1. It slows innovation cycles ; committee drag factor.
Yes that has always been a serious problem.
2. Lose competitive edge; giving away tech. Sun has given away RPC, NIS, RFS (NFS), and has contributed significantly to the expansion of the once useless POSIX API's (especially wrt to threading). This is an edge that they could have kept to differentiate themselves from HP/IBM/SGI etc.
No, most people in the Unix community believe just the opposite.
The Open Systems philosophy says interfaces are public, compete on implementation. Its descendant, the Open Source philosophy, says even implementations are public, compete on service and support. At the other end of the spectrum, Microsoft says "We 'listen to our customers' and are active in the industry, but we own everything." (Translation: "We're a monopoly so if you don't like it go f**k yourself.")
One major reason, though far from the only reason, that Unix lost to Microsoft was that it never could un-fragment itself.
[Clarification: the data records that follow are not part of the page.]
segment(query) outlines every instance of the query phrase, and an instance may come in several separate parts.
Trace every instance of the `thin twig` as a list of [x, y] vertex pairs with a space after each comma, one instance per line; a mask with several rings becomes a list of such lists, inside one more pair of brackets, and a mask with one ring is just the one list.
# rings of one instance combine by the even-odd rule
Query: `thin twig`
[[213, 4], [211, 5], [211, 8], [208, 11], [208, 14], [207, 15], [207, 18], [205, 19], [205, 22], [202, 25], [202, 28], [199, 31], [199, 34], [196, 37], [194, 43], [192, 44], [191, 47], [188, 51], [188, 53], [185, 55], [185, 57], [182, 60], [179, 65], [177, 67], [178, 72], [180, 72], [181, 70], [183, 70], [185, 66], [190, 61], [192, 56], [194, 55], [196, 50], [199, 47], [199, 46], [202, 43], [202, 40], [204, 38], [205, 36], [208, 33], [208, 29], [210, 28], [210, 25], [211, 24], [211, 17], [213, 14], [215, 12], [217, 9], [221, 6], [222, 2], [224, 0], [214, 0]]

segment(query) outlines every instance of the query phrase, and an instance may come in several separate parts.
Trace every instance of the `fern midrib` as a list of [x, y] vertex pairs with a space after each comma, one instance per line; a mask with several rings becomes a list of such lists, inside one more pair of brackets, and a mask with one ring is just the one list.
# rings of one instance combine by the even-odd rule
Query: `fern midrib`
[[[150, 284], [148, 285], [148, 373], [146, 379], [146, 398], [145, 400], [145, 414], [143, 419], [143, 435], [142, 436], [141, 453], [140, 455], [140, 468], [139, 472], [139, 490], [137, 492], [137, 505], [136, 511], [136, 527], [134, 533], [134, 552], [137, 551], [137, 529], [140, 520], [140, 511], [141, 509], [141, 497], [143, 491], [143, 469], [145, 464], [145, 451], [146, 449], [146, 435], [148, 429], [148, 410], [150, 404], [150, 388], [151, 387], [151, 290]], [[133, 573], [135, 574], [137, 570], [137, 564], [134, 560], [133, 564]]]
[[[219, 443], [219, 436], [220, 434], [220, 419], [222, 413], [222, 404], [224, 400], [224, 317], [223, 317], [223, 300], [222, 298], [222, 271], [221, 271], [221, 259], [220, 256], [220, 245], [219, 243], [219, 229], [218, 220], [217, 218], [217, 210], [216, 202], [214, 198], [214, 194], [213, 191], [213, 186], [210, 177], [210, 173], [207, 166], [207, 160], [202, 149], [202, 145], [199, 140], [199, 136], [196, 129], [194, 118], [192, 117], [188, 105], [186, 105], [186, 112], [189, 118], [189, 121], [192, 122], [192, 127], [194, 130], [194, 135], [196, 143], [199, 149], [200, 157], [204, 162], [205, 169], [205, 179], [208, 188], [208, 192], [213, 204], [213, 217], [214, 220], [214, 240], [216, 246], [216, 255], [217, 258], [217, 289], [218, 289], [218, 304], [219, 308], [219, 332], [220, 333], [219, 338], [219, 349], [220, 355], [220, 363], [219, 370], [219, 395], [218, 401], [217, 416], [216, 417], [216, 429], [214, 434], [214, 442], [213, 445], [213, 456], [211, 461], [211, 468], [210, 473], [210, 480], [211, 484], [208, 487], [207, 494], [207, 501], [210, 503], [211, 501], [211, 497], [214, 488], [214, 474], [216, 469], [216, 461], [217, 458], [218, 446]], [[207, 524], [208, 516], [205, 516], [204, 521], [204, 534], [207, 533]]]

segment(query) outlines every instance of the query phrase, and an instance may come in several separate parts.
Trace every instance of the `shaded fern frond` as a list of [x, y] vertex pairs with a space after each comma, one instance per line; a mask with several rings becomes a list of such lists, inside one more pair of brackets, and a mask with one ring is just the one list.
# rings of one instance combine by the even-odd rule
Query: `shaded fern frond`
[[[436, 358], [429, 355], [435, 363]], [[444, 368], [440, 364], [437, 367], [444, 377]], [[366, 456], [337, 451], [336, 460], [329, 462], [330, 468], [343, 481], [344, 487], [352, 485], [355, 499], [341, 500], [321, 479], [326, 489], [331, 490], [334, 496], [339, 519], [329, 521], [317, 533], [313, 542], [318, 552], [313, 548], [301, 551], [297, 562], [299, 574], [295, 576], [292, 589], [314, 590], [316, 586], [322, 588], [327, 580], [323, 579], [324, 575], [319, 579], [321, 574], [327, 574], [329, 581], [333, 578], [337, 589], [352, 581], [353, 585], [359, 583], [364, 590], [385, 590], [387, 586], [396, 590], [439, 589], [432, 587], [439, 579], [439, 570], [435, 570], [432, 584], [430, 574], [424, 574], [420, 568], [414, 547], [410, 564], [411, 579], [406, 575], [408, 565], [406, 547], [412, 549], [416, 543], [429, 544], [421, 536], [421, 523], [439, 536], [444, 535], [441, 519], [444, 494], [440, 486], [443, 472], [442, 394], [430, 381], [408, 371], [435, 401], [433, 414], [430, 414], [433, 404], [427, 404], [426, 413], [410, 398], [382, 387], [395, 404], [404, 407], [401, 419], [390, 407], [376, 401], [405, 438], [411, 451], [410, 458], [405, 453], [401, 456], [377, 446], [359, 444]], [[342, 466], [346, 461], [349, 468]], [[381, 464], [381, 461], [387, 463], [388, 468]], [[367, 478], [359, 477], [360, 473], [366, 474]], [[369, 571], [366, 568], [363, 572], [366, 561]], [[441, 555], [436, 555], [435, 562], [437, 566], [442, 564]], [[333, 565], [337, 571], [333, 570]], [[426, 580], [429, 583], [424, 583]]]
Unix was too preoccupied with 'intellectual property', starting with the mad-dog lawyers at AT&T in the 1980's. It's not that anybody lost a competitive technology edge by sharing. It's that, for the first reason you cited, the Unix contingent shared too little too late so that software developers never had a single version to write to, and still don't today.
Frustration with this is one of the psychological underpinnings of Linux' popularity among Unix people. The joke is that Linux, as it grows, may face the same kind of problems.